Mordica, later said the coins created were to be burned. Burning is the process of sending coins to an address that no one knows the private key for. With no one able to access the coins, they are as good as destroyed.

Mordica has since been absent in the community, according to coinbrief.net. He hasn’t posted on the Hashtalk forum in 27 days and counting.

A few days ago, those coins started to get sent to various addresses. Some of those addresses eventually sent coins to known exchange addresses, including Bittrex, Cryptsy and PayBase. Each known transaction sent to the exchanges appear to be small, less than 100 XPY at a time.

When the issue of the coin movement was brought up on the Hashtalkforums, GAW and Paycoin/PayBase founder Josh Garza stated that there had been some sort of mistake and that they were looking into it. Several hours later, he appeared on the forum to give this explanation.

[blockquote]A few weeks ago, a member of GAW was testing coins and told everyone those coins would be destroyed after the testing was done. Through a series of internal communication challenges, this was never completed. The internal issue has been resolved. Additionally, an unrelated issue of coins compounding has been surfaced a few weeks ago. Prime controllers should not be compounding coins. The stake rate should only be applied to the principle coins. This will be resolved as the source for Paycoin is updated in the future. I have asked the team to determine the additional coins that were made as a result of this compounding. My plan is to show the community that math, then have both sets of coins destroyed. We are committed to being transparent and upholding the highest standards with Paycoin. Please continue to keep an eye on the blockchain[.][/blockquote]

The quote did not explain why the coins were not burned immediately as promised, other than the communication issue, or why they appear to have moved to exchanges. Repeated requests for answers on the forum have gone unanswered. Questions asking why the test was done on the mainnet rather than the testnet also went unanswered. We reached out to Mr. Garza, who gave us this comment:

[blockquote]Why is it that we have only heard from your publication when there is something interpreted as negative? Otherwise, we never hear from you guys?

I was just about to we [sic]write something about this to my 64k twitter followers.

Care to comment?”[/blockquote]

[Mr. Garza may have been referring to CoinTelegraph, another publication I write for.]

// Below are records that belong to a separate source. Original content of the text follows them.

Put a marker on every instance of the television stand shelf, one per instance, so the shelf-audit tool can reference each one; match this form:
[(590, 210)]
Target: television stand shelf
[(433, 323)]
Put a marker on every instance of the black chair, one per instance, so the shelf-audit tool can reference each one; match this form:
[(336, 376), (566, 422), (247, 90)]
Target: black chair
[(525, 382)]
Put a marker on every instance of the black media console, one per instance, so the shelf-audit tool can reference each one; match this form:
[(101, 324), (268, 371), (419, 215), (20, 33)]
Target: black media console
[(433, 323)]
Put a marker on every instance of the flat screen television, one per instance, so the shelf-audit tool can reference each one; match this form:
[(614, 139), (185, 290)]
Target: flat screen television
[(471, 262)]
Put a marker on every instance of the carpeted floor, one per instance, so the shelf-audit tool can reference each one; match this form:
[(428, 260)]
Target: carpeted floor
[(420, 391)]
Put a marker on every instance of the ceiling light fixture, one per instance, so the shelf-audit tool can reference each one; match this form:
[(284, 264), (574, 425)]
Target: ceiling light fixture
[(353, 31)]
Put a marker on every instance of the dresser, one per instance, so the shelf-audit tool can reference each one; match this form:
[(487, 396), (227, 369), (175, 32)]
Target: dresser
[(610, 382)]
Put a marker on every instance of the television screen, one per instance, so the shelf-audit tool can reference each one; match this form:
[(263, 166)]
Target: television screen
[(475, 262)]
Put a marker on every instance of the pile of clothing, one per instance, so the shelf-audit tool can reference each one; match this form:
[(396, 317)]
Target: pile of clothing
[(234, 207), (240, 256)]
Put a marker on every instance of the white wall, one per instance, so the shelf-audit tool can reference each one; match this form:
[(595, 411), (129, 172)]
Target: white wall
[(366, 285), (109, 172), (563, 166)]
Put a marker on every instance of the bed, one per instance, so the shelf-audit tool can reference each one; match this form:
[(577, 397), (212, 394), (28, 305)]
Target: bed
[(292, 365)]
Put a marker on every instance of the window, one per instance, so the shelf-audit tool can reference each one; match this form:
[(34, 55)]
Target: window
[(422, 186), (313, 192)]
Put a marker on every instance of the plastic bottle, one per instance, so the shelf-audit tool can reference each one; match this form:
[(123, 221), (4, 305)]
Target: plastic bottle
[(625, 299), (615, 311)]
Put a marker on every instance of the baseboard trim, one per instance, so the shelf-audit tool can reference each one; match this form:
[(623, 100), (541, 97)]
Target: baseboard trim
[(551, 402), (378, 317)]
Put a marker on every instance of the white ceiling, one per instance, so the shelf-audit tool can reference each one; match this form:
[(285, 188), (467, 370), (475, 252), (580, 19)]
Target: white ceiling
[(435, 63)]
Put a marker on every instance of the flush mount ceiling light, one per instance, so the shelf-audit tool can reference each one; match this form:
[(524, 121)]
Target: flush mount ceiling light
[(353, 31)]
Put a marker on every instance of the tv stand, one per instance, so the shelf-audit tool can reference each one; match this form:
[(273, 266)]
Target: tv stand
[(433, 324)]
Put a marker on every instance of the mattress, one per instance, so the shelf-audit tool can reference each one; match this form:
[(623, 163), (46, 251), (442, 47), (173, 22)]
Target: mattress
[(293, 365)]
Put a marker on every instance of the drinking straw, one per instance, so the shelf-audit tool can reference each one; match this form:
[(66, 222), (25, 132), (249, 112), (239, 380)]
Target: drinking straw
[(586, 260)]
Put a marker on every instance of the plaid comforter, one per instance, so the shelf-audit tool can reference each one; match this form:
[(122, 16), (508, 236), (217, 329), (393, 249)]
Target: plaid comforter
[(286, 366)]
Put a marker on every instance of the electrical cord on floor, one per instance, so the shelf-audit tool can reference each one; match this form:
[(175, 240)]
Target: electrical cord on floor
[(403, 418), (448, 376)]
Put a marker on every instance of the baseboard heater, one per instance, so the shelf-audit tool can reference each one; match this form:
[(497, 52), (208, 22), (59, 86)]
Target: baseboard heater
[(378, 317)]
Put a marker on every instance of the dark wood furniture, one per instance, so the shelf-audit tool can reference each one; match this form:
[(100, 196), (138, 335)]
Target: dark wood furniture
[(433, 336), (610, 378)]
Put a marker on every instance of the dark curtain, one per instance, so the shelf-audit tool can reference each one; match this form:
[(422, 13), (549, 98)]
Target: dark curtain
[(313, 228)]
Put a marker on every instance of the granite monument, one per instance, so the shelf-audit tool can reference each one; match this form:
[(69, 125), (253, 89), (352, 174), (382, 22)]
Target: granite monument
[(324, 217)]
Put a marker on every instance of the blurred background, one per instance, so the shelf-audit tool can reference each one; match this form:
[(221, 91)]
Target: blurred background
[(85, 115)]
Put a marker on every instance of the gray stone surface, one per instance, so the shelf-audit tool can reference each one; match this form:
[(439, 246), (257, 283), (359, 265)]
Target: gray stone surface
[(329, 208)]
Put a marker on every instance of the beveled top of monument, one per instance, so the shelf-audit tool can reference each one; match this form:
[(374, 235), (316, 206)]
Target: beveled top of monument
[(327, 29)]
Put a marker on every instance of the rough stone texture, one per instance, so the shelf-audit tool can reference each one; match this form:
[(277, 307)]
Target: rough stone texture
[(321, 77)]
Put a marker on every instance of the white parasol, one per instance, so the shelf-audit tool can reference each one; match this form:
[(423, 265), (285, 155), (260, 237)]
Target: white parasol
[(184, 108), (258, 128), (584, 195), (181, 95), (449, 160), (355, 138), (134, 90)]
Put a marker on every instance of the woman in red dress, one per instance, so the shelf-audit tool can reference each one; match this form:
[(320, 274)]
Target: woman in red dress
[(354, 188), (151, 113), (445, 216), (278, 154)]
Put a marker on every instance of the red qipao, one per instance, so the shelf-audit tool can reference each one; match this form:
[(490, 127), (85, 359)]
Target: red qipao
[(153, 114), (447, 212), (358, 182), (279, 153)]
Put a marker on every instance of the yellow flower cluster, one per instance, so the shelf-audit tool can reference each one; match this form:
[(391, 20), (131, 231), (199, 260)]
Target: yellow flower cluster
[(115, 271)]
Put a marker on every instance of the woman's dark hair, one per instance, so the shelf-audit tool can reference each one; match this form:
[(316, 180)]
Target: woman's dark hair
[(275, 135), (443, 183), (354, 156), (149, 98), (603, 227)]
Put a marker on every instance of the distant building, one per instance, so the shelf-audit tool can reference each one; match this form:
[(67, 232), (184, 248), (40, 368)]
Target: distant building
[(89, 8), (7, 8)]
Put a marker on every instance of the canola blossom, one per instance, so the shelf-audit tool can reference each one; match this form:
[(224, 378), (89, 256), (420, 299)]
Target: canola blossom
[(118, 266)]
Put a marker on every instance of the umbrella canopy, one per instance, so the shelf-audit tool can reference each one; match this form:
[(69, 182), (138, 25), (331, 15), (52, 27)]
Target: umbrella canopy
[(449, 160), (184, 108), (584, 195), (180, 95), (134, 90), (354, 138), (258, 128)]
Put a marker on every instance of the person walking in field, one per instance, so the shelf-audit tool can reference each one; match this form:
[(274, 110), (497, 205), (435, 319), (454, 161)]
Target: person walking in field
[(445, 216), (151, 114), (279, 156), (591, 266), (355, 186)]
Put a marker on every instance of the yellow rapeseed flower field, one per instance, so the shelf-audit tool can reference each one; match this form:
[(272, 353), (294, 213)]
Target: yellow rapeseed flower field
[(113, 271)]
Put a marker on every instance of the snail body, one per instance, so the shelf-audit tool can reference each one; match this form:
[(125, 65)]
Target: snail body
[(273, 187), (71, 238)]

The extreme interest rate for the Prime Controllers is also a concern, albeit a lesser one that has been known for a few weeks at least. The Prime Controller percentage did seem to increase to 350 % in December, causing rapid inflation of Paycoin. The Paycoin whitepaper states that Prime Controllers will receive a 5 % stake of the coins held in an escrow account that holds the losing bids of the Prime Controller during the six month period that it runs. This was intended to connect demand and creation of Paycoin, as demand grows in theory so will the bids for Prime Controllers, resulting in more staking power and therefore more coin creation.

It has since been revealed that is not the system, but what exactly determines Prime Controller interest rates is not immediately clear.

Once coins enter an exchange address, the sheer volume of inputs and outputs makes it nearly impossible to track. The only option to fix the supply of coins would be for PayBase or GAW to burn an equal amount of coins elsewhere. That, of course, wouldn’t explain why they coins were moved in the first place, or who moved them.

This marks the latest in a string of controversies for the Paycoin and GAW Miners. There was the falling through of the PayBase enforced price floor for Paycoin (eventually replaced by a yet-to-be-launched “honor” system) then reports of an SEC investigation. There is also the aforementioned Prime Controller issue and significant amounts of censorship on the official hashtalk forums.

We have pressed Garza for further comment, who told us he had forwarded to his CMO. He had been active on the forums posts detailing the issues, so it is not clear why he couldn’t give a response himself. We will update this space if and when the CMO responds.